It’s been a while since I’ve written in here. I’ve been very busy at my new job. However, some ideas have brewed in my brain since my last entry and I wanted to document them here.
Firstly, in regards to the scaling idea in my previous entry — I’ve come up with two different methods for scaling the width of the body based on velocity, but each of them have drawbacks and each need testing.
- Lock an axis of the body to match the velocity vector using , then scale that axis based on velocity. To do this, I would probably utilize Vector3.RotateTowards and Quaternion.LookRotation. Locking the rotation has the potential to interfere with physics calculations down the line. This brings to mind the issues manually setting the velocity caused (I eventually pivoted to setting velocity by force). In fact, it may already interfere with physics. I’m not sure whether adding forces to a rotating object changes its course if angular drag is set to 0. I’m also not sure if locking the rotation of a mesh affects whether its SDF equivalent can experience rotation. I’ll need to test both these things if I go this course.
- Use a compute shader to scale the mesh along the velocity vector. The reason I can use a compute shader is because it can pass data from the GPU back to an object’s mesh renderer, which means that any changes it made would get reflected in the SDF rendition of that object’s mesh. I found this guide from LogRocket on scaling a mesh using a compute shader, and would need to adapt it to my needs. The good news is that it’s possible. The questions are whether I can figure out how to do it and whether it significantly impacts performance. I downloaded the sample Unity project containing the compute example from the guide and did some testing. I ran into memory leak errors, and noticed that after added four of those modified meshes to the scene, performance began to drop significantly. Granted, the mesh being deformed had significantly more vertex data than my simple spheres did, and, like I said, there were memory leak errors. I’ll need to fix those leak errors first, and then work on adapting the algorithm to my needs so that I can accurately test performance. My gut tells me that compute shaders are the way to go.

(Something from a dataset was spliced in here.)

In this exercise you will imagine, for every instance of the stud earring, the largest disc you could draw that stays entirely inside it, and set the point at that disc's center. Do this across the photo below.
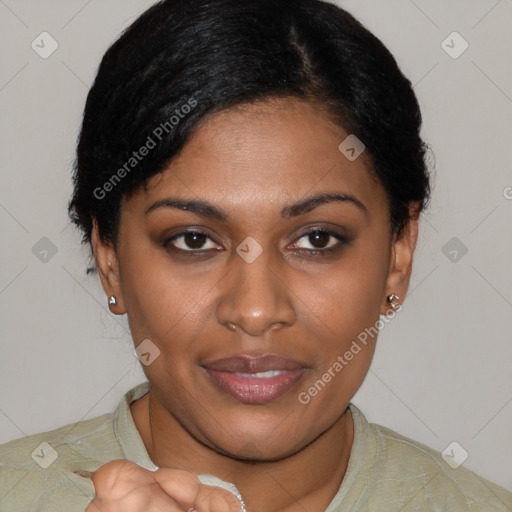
(394, 301)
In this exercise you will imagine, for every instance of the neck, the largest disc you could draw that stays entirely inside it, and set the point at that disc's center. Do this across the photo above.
(306, 480)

Digging into compute shaders gave me an idea. If they can modify mesh data, could they be used to make metaballs? Lucky me, I found a guide. Did I mention I need to test performance??
Next, I have some ideas for the particle effects based on my own experiences with qi gong. I notice that when I practice, the energy seems to build up over time. Therefore, wouldn’t it be neat to incentivize players to practice for longer by increasing particle vibrancy and SDF stick force over time? This would mean that the longer a body is in the scene, the more “intense” it becomes. I originally thought this wouldn’t be possible since all bodies are sharing a single SDF, but then I remembered that the particles emitted by each user will be drawn to the most attractive body, which in 9/10 cases would be the one nearest to them (their own).